Mardi. 12h 00. 4e étage
gauche.
Moins cinq, la télévision
française n°1 n’en a pas terminé. Vous nous
faites entrer. Vous vous excusez : nous n’aurons pas
longtemps à attendre. En effet.
L’appartement encombré
comme indiqué à la porte : Catherine Breillat
et précisé au-dessus CB Films : rien ne
semble pouvoir tout contenir et le reste est à sa place.
Un défi à Marie-Claire Déco. Et au maniaque
du rangement que je suis.
Vous, d’abord. A peine ai-je
le temps de m’apercevoir que vous êtes plus menue, plus
jeune, plus éclatante " en vrai "
que… Vous m’emportez dans la conversation avant de m’y installer.
Nous emportez. Vous ne laissez non plus se faufiler l’œil
de David à la dérobée. Vous le rappelez
à sa présence. L’œil, la voix. Point de poids
des photos sans choc des mots.
Déjà la pensée
rigoureusement en place. Les mots débordent le cadre.
Rompent. L’interview n’aura pas lieu. Un défi au prêt
à penser. Bien sûr j’ai dû vous sembler
ridicule à m’excuser de ne pas avoir mis mes questions
au propre. En ordre. Aujourd’hui, j’en souris. Comme vous,
alors : évidemment.
On a dû se battre
pour que le film ne soit pas interdit aux moins de seize ans.
Après les polémiques de Romance, on était
dans le collimateur… de l’agacement au triomphe vous riez :
on leur explique pas aux gosses, on leur montre pas comment
on met une capote. Moi, je le fais qu’on vienne pas m’emmerder.
vous dites encore qu’est-ce qui est choquant ? Le scandale
n’est jamais là où on le met. Pour mieux masquer
les vrais scandales. Nettoyage à Sec, c’est
un film correct, pas scandaleux. C’est marketing. C’est ce
que les gens peuvent supporter. Après ils sont fiers
d’avoir supporter quelque chose de très, très
choquant. C’est pas très novateur, or ce qui importe
c’est de donner une nouvelle vision des choses. Ça
vous scandalise.
Je tente l’interview. magnéto,
questions, calepin, stylo.
Question : dans L’Homme
Facile, vous écrivez… amusée, vous riez,
moi j’ai écrit ça ? La question restera
sur le papier.
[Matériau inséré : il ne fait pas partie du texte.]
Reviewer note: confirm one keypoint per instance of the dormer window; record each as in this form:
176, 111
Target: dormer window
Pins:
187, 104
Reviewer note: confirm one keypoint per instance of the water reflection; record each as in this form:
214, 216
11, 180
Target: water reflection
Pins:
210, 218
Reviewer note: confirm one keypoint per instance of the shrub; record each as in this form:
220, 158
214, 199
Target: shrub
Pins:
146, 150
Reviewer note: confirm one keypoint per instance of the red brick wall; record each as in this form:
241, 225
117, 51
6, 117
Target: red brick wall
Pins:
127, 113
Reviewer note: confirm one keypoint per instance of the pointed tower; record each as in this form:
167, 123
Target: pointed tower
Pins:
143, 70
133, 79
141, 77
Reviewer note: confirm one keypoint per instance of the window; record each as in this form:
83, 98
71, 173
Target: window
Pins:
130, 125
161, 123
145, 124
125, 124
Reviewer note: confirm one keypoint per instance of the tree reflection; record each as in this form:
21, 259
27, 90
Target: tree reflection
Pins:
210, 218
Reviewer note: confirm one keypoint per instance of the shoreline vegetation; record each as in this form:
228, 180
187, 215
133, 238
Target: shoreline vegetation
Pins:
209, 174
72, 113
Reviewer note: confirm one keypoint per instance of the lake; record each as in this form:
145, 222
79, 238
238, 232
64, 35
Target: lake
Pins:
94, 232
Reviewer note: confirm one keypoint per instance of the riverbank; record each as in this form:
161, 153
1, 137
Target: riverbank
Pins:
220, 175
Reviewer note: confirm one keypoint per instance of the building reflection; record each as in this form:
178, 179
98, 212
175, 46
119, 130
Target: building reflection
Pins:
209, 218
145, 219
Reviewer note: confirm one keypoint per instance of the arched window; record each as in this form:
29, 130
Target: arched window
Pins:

Vous la saisissez déjà. Le prince
charmant est la plus grosse arnaque faite aux petites filles.
Votre conte préféré c’est La Belle
et la Bête. L’amour qui rend beau, pas le contraire.
Après on ne sait plus assumer. On se/nous trompe sur
l’obscène. Vous dites justement…
Ce n’est pas le sexe, les
pratiques sexuelles qui peuvent être dégradantes
certes qui font l’être. Il y a confusion. Révoltante.
On fait du sexe un truc énorme qui précède
et qui fonde l’être alors que c’est banal. Le sexe c’est
l’affaire de l’être. Après faut juste assumer
cette part et on nous apprend pas, on sait pas assumer. On
devrait pouvoir tout assumer. Le pire, le moche y compris.
C’est nous dans nos failles. C’est difficile quand c’est pas
reluisant, mais je tends à ça. On est dans une
société de la réussite, c’est épouvantable :
il ne s’agit pas de réussir, il s’agit d’entreprendre,
de proposer. Aller sans cesse vers ce qui n’a pas été
fait. L’échec ce n’est pas de ne pas y arriver, c’est
de ne pas commencer. Se laisser porter. C’est comme bêler
avec le troupeau, c’est pire que tout. Impossible à
assumer. Pourtant ils assument. On leur dit que le scandale
est ailleurs. Ils renoncent à leurs rêves. Pas
seulement ça. La plupart des gens, dix ans plus tard,
sont devenus ce qu’ils exécraient à l’adolescence.